L’ultimatum de l’opposition qui continue d’exiger à cor et à cri  au gouvernement de  baisser le prix du carburant à la pompe, avait expiré ce 20 mars, au moment où nous allions sous presse. A présent, les yeux de maints observateurs sont tournés vers Cellou Dalein Diallo et ses pairs, afin de savoir s’ils mettront leur menace de battre le pavé, à exécution, ou s’il s’agit simplement d’une simple velléité.

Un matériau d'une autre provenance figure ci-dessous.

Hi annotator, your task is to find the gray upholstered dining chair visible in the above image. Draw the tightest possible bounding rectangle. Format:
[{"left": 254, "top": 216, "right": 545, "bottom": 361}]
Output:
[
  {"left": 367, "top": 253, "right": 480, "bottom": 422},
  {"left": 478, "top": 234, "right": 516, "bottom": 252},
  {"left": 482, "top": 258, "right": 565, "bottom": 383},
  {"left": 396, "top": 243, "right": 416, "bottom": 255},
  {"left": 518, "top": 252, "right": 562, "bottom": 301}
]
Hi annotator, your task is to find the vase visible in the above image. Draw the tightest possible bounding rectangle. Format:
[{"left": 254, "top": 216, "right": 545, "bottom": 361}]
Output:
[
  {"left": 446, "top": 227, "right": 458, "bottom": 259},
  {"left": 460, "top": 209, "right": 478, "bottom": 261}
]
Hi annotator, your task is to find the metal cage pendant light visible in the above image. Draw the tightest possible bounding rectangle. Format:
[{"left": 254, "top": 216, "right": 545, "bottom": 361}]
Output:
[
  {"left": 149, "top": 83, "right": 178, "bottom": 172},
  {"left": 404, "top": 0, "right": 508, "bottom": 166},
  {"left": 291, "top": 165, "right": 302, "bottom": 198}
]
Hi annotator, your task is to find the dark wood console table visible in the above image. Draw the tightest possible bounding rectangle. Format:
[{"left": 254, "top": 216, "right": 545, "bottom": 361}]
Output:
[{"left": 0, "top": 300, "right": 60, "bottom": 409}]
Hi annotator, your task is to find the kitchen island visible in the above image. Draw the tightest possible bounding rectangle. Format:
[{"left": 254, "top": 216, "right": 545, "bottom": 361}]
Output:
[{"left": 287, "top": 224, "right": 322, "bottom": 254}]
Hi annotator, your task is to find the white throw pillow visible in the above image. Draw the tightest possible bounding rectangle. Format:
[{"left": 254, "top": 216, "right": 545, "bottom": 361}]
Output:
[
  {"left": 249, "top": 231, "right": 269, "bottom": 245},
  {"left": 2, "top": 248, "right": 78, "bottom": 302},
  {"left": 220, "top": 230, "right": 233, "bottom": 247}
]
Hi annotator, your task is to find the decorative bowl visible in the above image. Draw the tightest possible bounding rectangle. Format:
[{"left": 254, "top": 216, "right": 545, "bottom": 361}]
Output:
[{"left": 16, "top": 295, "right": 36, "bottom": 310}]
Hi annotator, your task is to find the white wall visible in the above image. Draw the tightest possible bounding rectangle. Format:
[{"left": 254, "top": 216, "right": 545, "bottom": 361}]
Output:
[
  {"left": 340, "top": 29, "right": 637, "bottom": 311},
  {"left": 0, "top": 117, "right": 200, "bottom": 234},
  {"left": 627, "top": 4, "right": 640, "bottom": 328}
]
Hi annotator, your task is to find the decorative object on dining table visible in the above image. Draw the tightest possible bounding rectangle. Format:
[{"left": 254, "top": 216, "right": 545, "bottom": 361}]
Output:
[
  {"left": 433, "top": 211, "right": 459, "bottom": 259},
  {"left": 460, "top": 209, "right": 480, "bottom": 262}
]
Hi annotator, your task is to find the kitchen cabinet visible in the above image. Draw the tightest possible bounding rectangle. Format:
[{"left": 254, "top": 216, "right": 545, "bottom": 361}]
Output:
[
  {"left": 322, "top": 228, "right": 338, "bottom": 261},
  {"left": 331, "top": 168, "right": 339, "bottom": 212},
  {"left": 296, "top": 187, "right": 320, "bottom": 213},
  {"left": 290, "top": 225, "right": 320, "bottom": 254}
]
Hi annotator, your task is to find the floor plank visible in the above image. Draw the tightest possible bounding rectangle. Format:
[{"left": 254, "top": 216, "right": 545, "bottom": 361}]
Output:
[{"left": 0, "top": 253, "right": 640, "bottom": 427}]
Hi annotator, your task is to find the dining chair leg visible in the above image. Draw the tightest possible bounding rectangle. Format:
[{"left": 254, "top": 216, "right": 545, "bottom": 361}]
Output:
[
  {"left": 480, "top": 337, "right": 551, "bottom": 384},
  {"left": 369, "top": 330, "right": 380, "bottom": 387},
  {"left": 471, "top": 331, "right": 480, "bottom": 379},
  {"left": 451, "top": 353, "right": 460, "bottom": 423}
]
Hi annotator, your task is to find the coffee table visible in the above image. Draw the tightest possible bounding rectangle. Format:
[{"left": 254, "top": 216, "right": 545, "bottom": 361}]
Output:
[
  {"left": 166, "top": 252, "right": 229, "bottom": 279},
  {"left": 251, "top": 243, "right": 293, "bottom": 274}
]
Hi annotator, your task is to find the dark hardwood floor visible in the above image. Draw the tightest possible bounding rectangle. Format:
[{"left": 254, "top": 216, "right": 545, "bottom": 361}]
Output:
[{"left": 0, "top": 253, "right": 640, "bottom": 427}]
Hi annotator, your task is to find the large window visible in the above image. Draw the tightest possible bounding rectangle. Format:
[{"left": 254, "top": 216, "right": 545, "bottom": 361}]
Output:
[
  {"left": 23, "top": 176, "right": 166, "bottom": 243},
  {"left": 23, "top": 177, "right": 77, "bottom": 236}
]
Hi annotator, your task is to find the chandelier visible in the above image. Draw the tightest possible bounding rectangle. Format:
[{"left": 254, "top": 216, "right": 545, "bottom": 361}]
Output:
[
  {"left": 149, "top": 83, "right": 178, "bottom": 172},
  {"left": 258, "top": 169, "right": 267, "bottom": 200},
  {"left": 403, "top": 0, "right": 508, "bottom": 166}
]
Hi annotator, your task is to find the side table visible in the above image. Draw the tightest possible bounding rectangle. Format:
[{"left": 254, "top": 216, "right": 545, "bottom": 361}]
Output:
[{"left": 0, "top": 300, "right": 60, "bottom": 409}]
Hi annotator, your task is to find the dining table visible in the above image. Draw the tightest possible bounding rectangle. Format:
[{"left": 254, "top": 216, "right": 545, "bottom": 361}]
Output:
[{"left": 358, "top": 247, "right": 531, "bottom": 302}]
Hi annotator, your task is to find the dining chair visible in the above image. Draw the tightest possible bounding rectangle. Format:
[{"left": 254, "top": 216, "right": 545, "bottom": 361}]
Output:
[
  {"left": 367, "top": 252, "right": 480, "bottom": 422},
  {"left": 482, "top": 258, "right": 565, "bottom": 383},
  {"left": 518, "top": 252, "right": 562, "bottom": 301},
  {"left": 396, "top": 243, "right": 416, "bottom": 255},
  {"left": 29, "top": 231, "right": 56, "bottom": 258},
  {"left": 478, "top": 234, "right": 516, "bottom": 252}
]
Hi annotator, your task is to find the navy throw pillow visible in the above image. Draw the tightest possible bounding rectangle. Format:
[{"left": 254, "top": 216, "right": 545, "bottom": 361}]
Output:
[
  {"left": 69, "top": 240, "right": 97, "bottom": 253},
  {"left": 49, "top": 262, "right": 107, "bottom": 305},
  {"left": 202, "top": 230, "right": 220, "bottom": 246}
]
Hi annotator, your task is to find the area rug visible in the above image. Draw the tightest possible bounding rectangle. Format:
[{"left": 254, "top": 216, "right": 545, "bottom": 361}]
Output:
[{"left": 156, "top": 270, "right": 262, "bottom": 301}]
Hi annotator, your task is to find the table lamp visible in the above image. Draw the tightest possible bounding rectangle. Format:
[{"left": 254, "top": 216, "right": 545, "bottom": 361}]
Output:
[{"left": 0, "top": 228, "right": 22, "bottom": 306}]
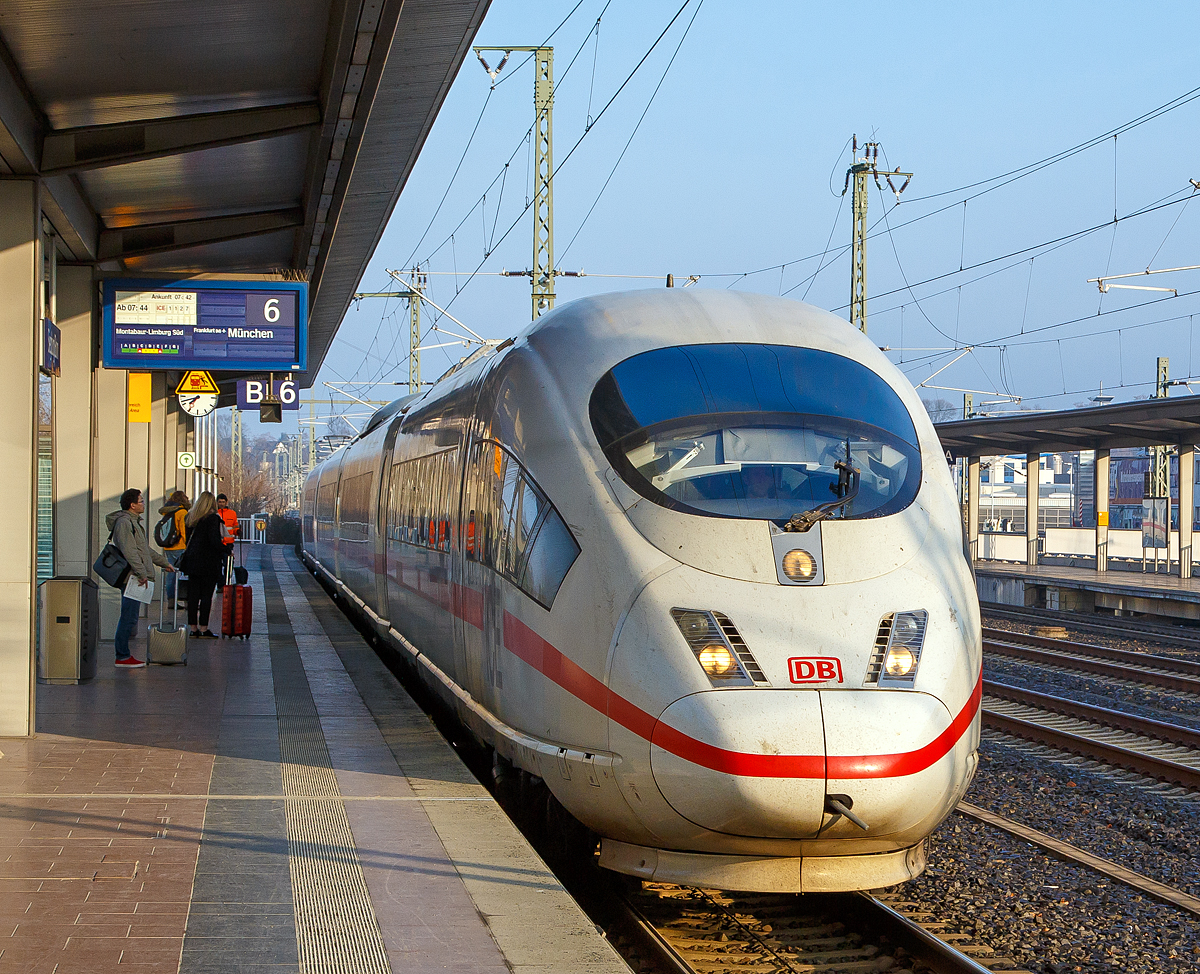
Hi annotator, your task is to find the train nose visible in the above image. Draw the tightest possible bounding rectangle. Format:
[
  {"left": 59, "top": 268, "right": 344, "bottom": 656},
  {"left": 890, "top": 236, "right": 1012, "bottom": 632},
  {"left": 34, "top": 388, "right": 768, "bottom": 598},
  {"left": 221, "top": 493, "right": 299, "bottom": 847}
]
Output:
[{"left": 650, "top": 689, "right": 972, "bottom": 838}]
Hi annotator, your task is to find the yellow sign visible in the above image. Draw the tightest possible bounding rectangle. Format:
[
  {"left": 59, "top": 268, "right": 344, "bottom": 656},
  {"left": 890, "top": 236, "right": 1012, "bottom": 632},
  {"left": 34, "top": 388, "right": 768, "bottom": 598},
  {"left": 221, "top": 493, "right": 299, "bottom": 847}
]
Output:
[
  {"left": 175, "top": 369, "right": 221, "bottom": 395},
  {"left": 128, "top": 372, "right": 152, "bottom": 422}
]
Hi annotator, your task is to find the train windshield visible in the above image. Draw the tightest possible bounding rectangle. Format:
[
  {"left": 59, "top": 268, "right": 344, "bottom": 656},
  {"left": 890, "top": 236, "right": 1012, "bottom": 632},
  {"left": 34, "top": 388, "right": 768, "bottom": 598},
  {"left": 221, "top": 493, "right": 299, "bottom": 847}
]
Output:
[{"left": 589, "top": 344, "right": 920, "bottom": 524}]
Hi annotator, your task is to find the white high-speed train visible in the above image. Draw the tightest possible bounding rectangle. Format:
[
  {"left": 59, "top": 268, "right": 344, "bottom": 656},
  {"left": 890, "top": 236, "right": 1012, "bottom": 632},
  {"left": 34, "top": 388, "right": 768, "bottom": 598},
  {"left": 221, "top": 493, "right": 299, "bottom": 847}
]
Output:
[{"left": 302, "top": 289, "right": 982, "bottom": 891}]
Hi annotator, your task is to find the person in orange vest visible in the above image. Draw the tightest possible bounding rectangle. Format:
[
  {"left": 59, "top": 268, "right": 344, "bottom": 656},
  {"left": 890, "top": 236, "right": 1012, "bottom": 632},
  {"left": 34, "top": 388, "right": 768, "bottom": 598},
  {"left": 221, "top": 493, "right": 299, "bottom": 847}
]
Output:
[{"left": 217, "top": 494, "right": 239, "bottom": 575}]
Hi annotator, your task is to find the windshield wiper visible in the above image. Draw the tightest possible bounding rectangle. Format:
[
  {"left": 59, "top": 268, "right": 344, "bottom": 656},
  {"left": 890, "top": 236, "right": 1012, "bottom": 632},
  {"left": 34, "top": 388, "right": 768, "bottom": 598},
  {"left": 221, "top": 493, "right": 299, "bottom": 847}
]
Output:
[{"left": 784, "top": 459, "right": 859, "bottom": 531}]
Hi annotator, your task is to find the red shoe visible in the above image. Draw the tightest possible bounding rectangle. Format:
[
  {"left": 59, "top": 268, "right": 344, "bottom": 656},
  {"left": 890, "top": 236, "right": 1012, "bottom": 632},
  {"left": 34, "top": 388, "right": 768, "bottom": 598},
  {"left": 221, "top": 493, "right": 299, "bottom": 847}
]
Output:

Les manifestations de rue pourraient sans doute reprendre dans les heures qui suivent dans la capitale et en province, si l’opposition mettait sa menace à exécution. Quand on sait que le gouvernement n’a pour le moment pas accédé à la demande qu’elle a formulée, par rapport à la baisse du prix du carburant à la pompe. Et il n’est pas évident que le Premier ministre Mamady Youla, qui n’a pas cédé face à la grogne syndicale, puisse reculer devant le rouleau compresseur des opposants. En tout cas, les populations suivent avec intérêt le développement de ce nouveau bras de fer, dont l’issue déterminera de la teneur du climat dans la cité, en cette année électorale.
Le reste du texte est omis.